Une façon, avec ce « cours hors les murs », de faire découvrir ces lieux aux étudiants et d'être solidaire avec la grogne actuelle mais sans les pénaliser avant leurs partiel Mardi, arrivé à 14 h30, avant les étudiants, j’ai eu la surprise de me voir interpeller dés l'entrée franchie par le chef du service de sécurité tout en constatant que les deux portes du 36 rue Geoffroy Saint Hilaire était gardées par des vigiles...
- « Monsieur Vadrot ? ».
- euh...oui
- Je suis chargé de vous signifier que l'accès du Jardin des Plantes vous est interdit
- Pourquoi ?
- Je n'ai pas à vous donner d'explication....
- Pouvez vous me remettre un papier me signifiant cette interdiction ?
- Non, les manifestations sont interdites dans le Muséum
- Il ne s'agit pas d'une manifestation, mais d'un cours en plein air,sans la moindre pancarte...
- C'est non....
Les étudiants, qui se baladent déjà dans le jardin, reviennent vers l'entrée, le lieu du rendez vous.
Le cours se fait donc, pendant une heure et demie, dans la rue, devant l'entrée du Muséum.
Un cours qui porte sur l’histoire du Muséum, l'histoire de la protection de la nature, sur Buffon.
A la fin du cours, je demande à nouveau à entrer pour effectuer une visite commentée du jardin.

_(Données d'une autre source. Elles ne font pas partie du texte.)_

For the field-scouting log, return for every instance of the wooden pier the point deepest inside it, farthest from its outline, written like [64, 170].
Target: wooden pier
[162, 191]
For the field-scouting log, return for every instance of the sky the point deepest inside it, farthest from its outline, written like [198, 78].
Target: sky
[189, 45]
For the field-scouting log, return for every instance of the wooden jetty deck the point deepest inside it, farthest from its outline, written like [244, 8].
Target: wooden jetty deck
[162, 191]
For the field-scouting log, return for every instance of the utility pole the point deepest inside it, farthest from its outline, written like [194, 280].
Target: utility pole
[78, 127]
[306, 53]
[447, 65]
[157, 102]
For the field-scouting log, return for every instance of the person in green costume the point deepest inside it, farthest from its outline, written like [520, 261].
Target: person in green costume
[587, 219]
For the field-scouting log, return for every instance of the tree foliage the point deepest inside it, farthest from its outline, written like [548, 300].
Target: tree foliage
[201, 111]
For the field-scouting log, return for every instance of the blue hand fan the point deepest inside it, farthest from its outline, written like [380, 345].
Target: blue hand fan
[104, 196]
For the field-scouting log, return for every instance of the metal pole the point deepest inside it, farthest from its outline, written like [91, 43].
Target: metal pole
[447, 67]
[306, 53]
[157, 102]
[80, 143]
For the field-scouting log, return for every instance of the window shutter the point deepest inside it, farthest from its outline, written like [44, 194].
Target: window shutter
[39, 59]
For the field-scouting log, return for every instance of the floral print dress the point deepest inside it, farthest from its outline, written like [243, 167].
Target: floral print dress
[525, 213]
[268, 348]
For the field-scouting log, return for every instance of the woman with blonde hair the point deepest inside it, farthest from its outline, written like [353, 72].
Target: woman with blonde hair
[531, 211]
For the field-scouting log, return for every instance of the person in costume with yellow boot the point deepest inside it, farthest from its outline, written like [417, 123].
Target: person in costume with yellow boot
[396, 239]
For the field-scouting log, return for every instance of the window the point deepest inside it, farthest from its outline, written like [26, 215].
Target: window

Nouveau refus, seuls les étudiants peuvent entrer, pas leur enseignant.
Ils entrent et, je décide de tenter ma chance par une autre grille, rue de Buffon. Où je retrouve des membres du service de sécurité qui, possédant manifestement mon signalement, comme les premiers, m'interdisent à nouveau l'entrée.
Evidemment, je finis pas le fâcher et exige, sous peine de bousculer les vigiles, la présence du Directeur de la surveillance du Jardin des Plantes.
Comme le scandale menace il finit par arriver.
D'abord parfaitement méprisant, il finit pas me réciter mon CV et le contenu de mon blog. Cela commencer à ressembler à un procès politique, avec descriptions de mes opinions, faits et gestes. D'autres enseignants du département de Géographie, dont le Directeur Olivier Archambeau, président du Club des Explorateurs, Alain Bué et Christian Weiss, insistent et menacent d'un scandale.
Le directeur de la Surveillance, qui me dit agir au nom du Directeur du Muséum (où je pensais être honorablement connu), commençant sans doute à discerner le ridicule de sa situation, finit par nous faire une proposition incroyable, du genre de celle que j'ai pu entendre autrefois, comme journaliste, en Union soviétique :
- Ecoutez, si vous me promettez de ne pas parler de politique à vos étudiants et aux autres professeurs, je vous laisse entrer et rejoindre les étudiants...
Je promets et évidemment ne tiendrais pas cette promesse, tant le propos est absurde.
J'entre donc avec l'horrible certitude que, d'ordre du directeur et probablement du ministère de l'Education Nationale, je viens de faire l'objet d’une « interdiction politique ».
Pour la première fois de mon existence, en France.
Je n'ai réalisé que plus tard, après la fin de la visite se terminant au labyrinthe du Jardin des Plantes, à quel point cet incident était extra-ordinaire et révélateur d'un glissement angoissant de notre société.
Rétrospectivement, j'ai eu peur, très peur...

CM Vadrot
.
Envoyé par' D.B.

2 commentaires:

Anonyme a dit…

De recul en recul de nos libertés , si nous n'y prenons pas garde ...

Républicaine

Anonyme a dit…

C'est vrai que tout ça arrive à petites doses et dans tous les domaines ! c'est peut-être le moment de se rappeler des paroles de Martin Niemöller, pasteur protestant, arrêté en 1937 et envoyé au camp de concentration de Sachsenhausen puis transféré en 1941 au camp de concentration de Dachau :
«Quand ils sont venus chercher les communistes,
Je n’ai rien dit,
Je n’étais pas communiste.
Quand ils sont venus chercher les syndicalistes,
Je n’ai rien dit, je n’étais pas syndicaliste.
Quand ils sont venus chercher les juifs,
Je n’ai pas protesté, Je n’étais pas juif.
Quand ils sont venus chercher les catholiques,
Je n’ai pas protesté, Je n’étais pas catholique.
Puis ils sont venus me chercher
Et il ne restait personne pour protester.»